Smalley’s colleagues at Rice pioneered a nano approach that delivers not a drug, but heat to cancerous tumors in animal studies. They used nano particles coated with gold to target tumors and then shone infrared light on the particles. The infrared light travels through healthy tissue but heats the gold- coated particles, cooking the tumor cells to death. Since that work, published two years ago, others have successfully used carbon nanotubes to kill tumors.
The nano work at Rice wasn’t all as serious as the work on cancer. I hope that before he died Smalley got to enjoy seeing his fullerenes being used in the construction of a neat little “nanocar”. I read about the nanocar in an article by Bethany Halford in the October 24 Chemical and Engineering News (C&EN). The nanocar will not appear in your dealer’s showroom – its wheelbase is less than five nanometers and it has no engine. (To give you a feeling for the size of the car, I measured a hair on my wrist to be 50,000 nano meters. Its wheelbase is less than1/10,000th the width of my hair!) A model pictured in the C&EN article showed the nanocar to be simply an H-shaped chassis with fullerene wheels, possibly buckyballs.
Chemistry professor James Tour and his group spent 8 years working on the car! Apparently, forming the organic compound chassis was a relative snap, taking only 6 months to accomplish. The hard part was attaching the wheels. They placed the car on a smooth gold surface and had to heat the surface to above 170 degrees Centigrade before it would move (the fullerene wheels are strongly attracted to the gold). The Rice group is convinced the nanocar rolls rather than slides across the surface since it moves perpendicular to the axles. They’ve also been able to drive it by moving the tip of a scanning tunneling microscope in front of it. There’s an electrostatic attraction between the car and the tip so they can drag the car around. They reportedly have also built a nanotruck that presumably can carry nanocargo.
When I started this column, I had planned to mention Smalley’s death in passing but as I came across tributes to him I realized that he was a very special person. He has been termed the “grandfather of the entire field of nanotechnology” by Anna Barker, deputy director of the National Cancer Institute and “a Moses” by Jim Heath of the California Institute of Technology. Smalley’s colleague S. Ward Casscells, in a tribute in the November 7 C&EN, said that, only a few hours before his death at the famed M. D. Anderson Cancer Center in Houston, Smalley was conferring with his students on results in the lab obtained the previous day.

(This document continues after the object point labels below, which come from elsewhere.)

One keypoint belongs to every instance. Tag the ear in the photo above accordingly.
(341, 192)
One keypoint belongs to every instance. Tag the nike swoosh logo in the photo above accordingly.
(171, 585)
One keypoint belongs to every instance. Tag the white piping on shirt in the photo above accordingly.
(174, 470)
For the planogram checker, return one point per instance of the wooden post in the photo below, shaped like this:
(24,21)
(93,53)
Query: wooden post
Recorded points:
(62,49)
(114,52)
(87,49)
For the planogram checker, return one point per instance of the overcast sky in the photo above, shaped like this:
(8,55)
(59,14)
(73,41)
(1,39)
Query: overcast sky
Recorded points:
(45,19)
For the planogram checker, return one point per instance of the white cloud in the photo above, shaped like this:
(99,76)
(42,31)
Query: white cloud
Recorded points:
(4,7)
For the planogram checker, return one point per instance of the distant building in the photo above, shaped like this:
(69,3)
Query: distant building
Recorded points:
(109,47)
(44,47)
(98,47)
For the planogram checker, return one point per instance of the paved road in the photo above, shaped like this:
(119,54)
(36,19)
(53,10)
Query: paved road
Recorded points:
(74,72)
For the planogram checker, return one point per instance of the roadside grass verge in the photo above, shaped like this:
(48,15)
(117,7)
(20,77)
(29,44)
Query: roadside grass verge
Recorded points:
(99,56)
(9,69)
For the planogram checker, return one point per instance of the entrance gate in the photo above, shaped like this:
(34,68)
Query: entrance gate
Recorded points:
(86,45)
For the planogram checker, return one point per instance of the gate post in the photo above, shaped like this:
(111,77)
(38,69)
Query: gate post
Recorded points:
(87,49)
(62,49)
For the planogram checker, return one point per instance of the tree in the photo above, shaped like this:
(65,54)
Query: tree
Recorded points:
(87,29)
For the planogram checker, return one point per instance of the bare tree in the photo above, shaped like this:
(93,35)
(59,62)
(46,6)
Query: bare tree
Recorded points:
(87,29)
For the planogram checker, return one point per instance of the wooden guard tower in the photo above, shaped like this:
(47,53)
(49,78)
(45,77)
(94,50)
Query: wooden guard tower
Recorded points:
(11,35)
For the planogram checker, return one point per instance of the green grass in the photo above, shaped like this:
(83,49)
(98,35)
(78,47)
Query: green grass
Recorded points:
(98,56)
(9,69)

Heath, who was a grad student of Smalley’s, describes Smalley as one who didn’t consider any task as beneath him, even after he became famous. In the November 11 Science, Heath tells of the time someone dropped a screwdriver into the vacuum chamber in which buckyballs were discovered. The handle dissolved in oil in the bottom of the chamber, which was 10 feet tall. The chamber had to be cleaned out. Smalley and Heath stripped down to their underwear and each took turns holding the other by the ankles, lowering him down into the chamber to do the cleaning!
In Casscells’ words, Smalley “made of the small a whole new world and shared this enormous gift with memorable dedication, patience and generosity.”
Speaking of generosity, I want to thank our Editor, Brian Trumbore, for including old Bortrum in a festive celebration of Brian’s mother’s birthday last Saturday. The day was highlighted by a visit to the outstanding Russian show at the Guggenheim Museum in New York and a most enjoyable lunch at a small French restaurant, with Lamb creator Harry Trumbore and LT rounding out the group.